Se miraron de arriba abajo, ella intentando parecer fría, él más frío aún. Él deseó preguntarle qué estaba haciendo allí, pero no lo hizo; deseó ella decirle que iba a verle, pero no pudo. Ancló las manos en las caderas; arrugó él la nariz. Cuando más procuraban no sonreír, más los pequeños músculos de la boca luchaban por ser libres. La fuerza de las sonrisas reprimidas hacía agitarse sus orejas en la oscuridad.
—Así que tú eres el gran brujo, ¿eh?
Quizá sí y quizá no. De todos modos, que más da.
—Supongo que te debo disculpas. He estado poniéndote verde…
—Da igual.
—Bueno, sólo quería que supieras que estoy empezando a apreciarte. Algunas de tus ideas no están del todo mal.
—¿Te gustan? Deben haberme tergiversado.
—¿No tergiversan a todos los grandes brujos?
—Los tergiversan, distorsionan, diluyen y deifican. Por ese orden. Jesús sufrió a manos de sus adoradores mucho peor destino que la crucifixión. Tienes un culo encantador.
—Tú no te pareces mucho a Jesús.
—¿Cómo lo sabes?
—Hablas de mi culo.
—¿No crees que Jesús hubiese admirado tu culo?
—No el Jesús sobre el que he leído.
—Exactamente. Tergiversado, distorsionado y diluído. En realidad, si Jesús hubiese admirado tu culo, probablemente no lo habría dicho. Sí, tienes razón. No me parezco mucho a Jesús. Y tampoco me parezco mucho a Hubert Humphrey. Hubert Humphrey es capaz de mascar doscientas cuarenta y seis barras de chicle de una vez. Yo no podría hacerlo.
—Sin duda tu linda boquita se hizo para mejores cosas.
Y se inclinó y depositó un beso en los morros del Chink. La primera vez que besaba a un hombre en una era de serpiente.
—Tú tampoco estás mal. Cuando dejas el látigo en casa.
—Ya no juego con el látigo.
—¿Ah sí? ¿Con qué juegas ahora?
—Estoy aprendiendo que hay todo un universo de cosas con que jugar, incluidos grandes brujos.
—Los brujos pueden jugar fuerte. ¿Qué quieres de mí? ¿La llave del tesoro?
Delores buscó bajo su negra camisa, entre oscuros pezones, pelos y lunares, y sacó la sota de corazones.
—Vaya, haces juegos de cartas también. Eres toda una actriz.
—Anoche tuve una visión. No vine aquí a resolver nada. Vine aquí a celebrar, y a que tú celebres conmigo.
—En ese caso, puedes quedarte un tiempo. Es sabia la mujer que no acude al maestro a buscar soluciones.
—Qué más da.
—Sí. Um. Pronto amanecerá. Tengo que ver a unos tipos por un asunto de unos pájaros. Cuando haya luz ya, ¿te importaría subir a la cueva y hacer compañía a Sissy hasta que yo vuelva?
Delores aceptó y el Chink se alejó trotando entre la hierba.

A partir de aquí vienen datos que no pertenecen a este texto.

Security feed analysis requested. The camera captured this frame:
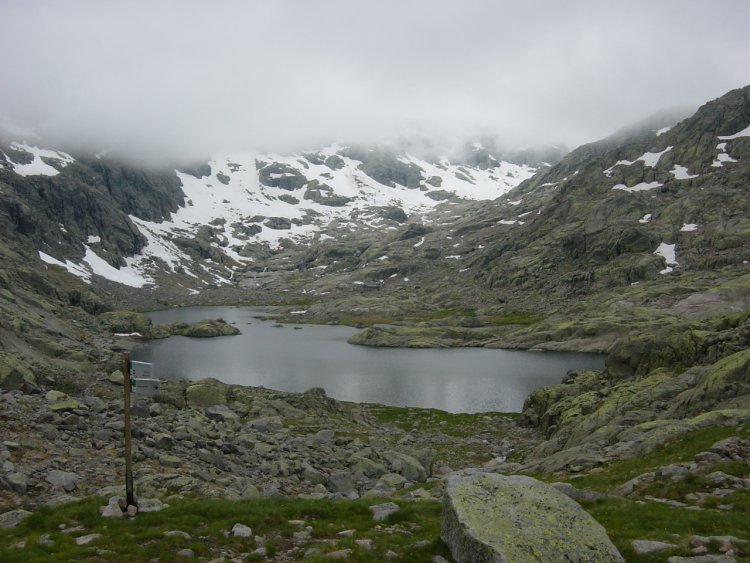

Quizá tuviese algún plan, algún truco mágico pensado. Algo debía tener guardado en su ancha manga. Pero fuese lo que fuese lo que el Chink pensaba hacerles a los agentes federales, nunca llegó a hacerlo. Cuando vio a Bonanza Jellybean destrozada, el viejo chiflado se lanzó derecho hacia las barricadas del gobierno. Nadie oyó sus gritos. Los obscurecieron primero los disparos, luego el altavoz, luego el helicóptero y por último la explosión.
La explosión le derribó ladera abajo, barba, albornoz y sandalias volando, como si la explosión fuese el apagabroncas más duro de Jerusalén y él un gorrón en la última cena. Su cadera izquierda quedó destrozada.